“Then I’ll make you sorry you’re here.”
In a fit of uncontrollable passion Ben made a blind lunge at his companion in punishment, and by the very violence and suddenness of the onset he almost swept him off his feet. But Hal’s lightness and agility stood him in good stead, and, after yielding for a moment, he braced himself for the contest and held his ground. He was the taller of the two boys, the more athletic and the more agile. But Ben’s greater weight and stockiness gave him the advantage in the first onrush, and, had he been able skilfully to follow up the attack, his quick victory would have been a foregone conclusion. As it was, the combatants were not unequally matched.
The onlookers, augmented in numbers by other workmen who had been attracted to the scene, gathered now in the conventional ring about the fighters. The primal instinct, only veneered by centuries of civilization, showed itself in the avidity with which they gazed on the combat, and in the calls and cries of encouragement they gave, each to his individual favorite.
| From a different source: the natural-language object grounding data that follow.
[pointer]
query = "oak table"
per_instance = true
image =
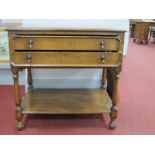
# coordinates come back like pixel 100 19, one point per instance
pixel 34 47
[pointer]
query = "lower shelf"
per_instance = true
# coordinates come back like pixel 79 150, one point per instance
pixel 66 101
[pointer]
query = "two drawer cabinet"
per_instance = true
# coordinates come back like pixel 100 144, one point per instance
pixel 66 48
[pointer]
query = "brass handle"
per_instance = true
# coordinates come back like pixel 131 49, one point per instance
pixel 29 58
pixel 30 43
pixel 102 44
pixel 103 57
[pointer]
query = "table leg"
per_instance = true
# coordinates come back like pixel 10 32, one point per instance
pixel 104 78
pixel 29 78
pixel 114 97
pixel 18 112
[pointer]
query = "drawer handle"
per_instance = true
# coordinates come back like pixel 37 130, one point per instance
pixel 30 43
pixel 102 44
pixel 29 58
pixel 103 57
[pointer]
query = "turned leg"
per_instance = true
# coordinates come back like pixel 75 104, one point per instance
pixel 104 78
pixel 114 97
pixel 18 113
pixel 29 77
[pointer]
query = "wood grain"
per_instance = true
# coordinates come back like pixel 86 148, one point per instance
pixel 67 59
pixel 66 101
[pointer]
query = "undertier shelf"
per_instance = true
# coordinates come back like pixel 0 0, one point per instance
pixel 66 101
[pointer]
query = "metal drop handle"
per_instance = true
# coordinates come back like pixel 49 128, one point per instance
pixel 29 58
pixel 102 44
pixel 30 43
pixel 103 57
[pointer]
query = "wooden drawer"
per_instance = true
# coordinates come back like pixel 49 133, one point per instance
pixel 70 59
pixel 89 43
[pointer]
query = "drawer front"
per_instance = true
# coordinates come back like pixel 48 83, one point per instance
pixel 65 43
pixel 71 59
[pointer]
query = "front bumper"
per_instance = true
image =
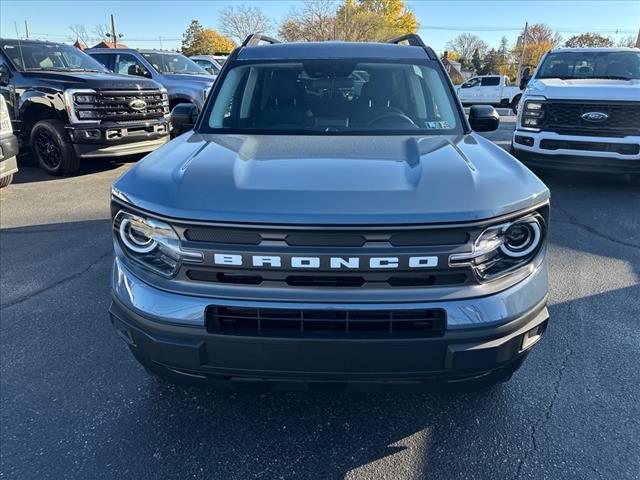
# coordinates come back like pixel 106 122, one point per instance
pixel 590 160
pixel 484 336
pixel 8 153
pixel 118 139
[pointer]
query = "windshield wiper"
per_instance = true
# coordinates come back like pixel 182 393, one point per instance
pixel 613 77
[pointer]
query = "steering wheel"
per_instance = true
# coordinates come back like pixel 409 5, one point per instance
pixel 397 115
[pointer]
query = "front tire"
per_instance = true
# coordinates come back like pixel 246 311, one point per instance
pixel 52 149
pixel 6 181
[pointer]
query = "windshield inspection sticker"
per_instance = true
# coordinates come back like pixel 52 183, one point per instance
pixel 438 125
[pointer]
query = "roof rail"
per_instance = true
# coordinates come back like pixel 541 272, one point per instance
pixel 255 39
pixel 412 39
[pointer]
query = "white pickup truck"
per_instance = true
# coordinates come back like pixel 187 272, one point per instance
pixel 581 111
pixel 491 90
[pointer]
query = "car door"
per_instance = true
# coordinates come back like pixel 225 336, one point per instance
pixel 489 90
pixel 469 90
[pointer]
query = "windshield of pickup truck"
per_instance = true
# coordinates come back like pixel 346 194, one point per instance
pixel 615 65
pixel 32 56
pixel 333 97
pixel 173 63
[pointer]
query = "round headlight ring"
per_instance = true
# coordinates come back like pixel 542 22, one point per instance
pixel 133 239
pixel 527 234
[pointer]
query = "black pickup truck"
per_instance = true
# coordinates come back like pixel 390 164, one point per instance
pixel 65 106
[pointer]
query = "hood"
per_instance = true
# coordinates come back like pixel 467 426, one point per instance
pixel 92 80
pixel 196 80
pixel 330 179
pixel 587 88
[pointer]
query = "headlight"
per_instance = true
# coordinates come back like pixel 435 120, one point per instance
pixel 504 248
pixel 151 243
pixel 76 100
pixel 532 114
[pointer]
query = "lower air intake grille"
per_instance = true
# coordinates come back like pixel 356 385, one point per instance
pixel 335 323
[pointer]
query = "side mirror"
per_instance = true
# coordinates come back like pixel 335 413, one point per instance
pixel 524 79
pixel 483 118
pixel 184 117
pixel 5 75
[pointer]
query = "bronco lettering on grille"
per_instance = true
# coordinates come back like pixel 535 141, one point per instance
pixel 325 262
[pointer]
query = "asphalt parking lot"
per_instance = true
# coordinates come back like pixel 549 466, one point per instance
pixel 75 404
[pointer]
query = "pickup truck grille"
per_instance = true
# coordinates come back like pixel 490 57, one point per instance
pixel 399 245
pixel 129 105
pixel 566 117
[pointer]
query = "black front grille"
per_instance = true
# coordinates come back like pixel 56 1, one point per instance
pixel 119 105
pixel 566 117
pixel 322 238
pixel 313 322
pixel 248 277
pixel 621 148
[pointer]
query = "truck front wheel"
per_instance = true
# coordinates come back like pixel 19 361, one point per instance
pixel 52 149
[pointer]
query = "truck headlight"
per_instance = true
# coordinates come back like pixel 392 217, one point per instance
pixel 504 248
pixel 152 243
pixel 532 114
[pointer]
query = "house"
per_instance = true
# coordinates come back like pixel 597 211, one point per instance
pixel 457 74
pixel 105 44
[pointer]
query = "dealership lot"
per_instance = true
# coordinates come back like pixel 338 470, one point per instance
pixel 75 404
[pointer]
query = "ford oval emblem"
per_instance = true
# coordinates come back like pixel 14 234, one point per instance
pixel 594 116
pixel 138 105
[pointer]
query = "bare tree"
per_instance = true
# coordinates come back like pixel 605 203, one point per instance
pixel 241 21
pixel 629 41
pixel 101 31
pixel 466 44
pixel 542 33
pixel 80 34
pixel 314 21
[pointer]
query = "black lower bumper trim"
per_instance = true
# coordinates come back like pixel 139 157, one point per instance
pixel 197 356
pixel 577 162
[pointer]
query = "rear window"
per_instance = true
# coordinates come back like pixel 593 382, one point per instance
pixel 336 96
pixel 490 81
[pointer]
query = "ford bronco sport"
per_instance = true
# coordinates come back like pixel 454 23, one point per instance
pixel 331 218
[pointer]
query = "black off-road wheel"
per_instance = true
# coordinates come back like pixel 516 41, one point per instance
pixel 52 148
The boys were now struggling and writhing in each other’s arms. A full minute they wrestled so; then came the fall. It was swift, sudden and disastrous. The crash of it echoed through the great, empty hall. In disentangling himself from the prone figure beneath him Ben met with no resistance. His antagonist lay with closed eyes, limp and insensible, on the armory floor. At this moment Superintendent McCrae came pushing his way through the narrow ring of spectators.
“What’s all this about?” he asked. “What’s happened?”
“It’s a fight,” some one answered. “The stout fellow put the other one to sleep.”
The superintendent turned his gaze from the swiftly paling countenance of the boy on the floor to the hardly less colorless face of his victorious antagonist.
“A fight, is it!” he exclaimed. “Mayhap and it’s a tragedy.”
He knelt on the floor at Hal’s side, felt of his wrists, and tore open his collar and jacket.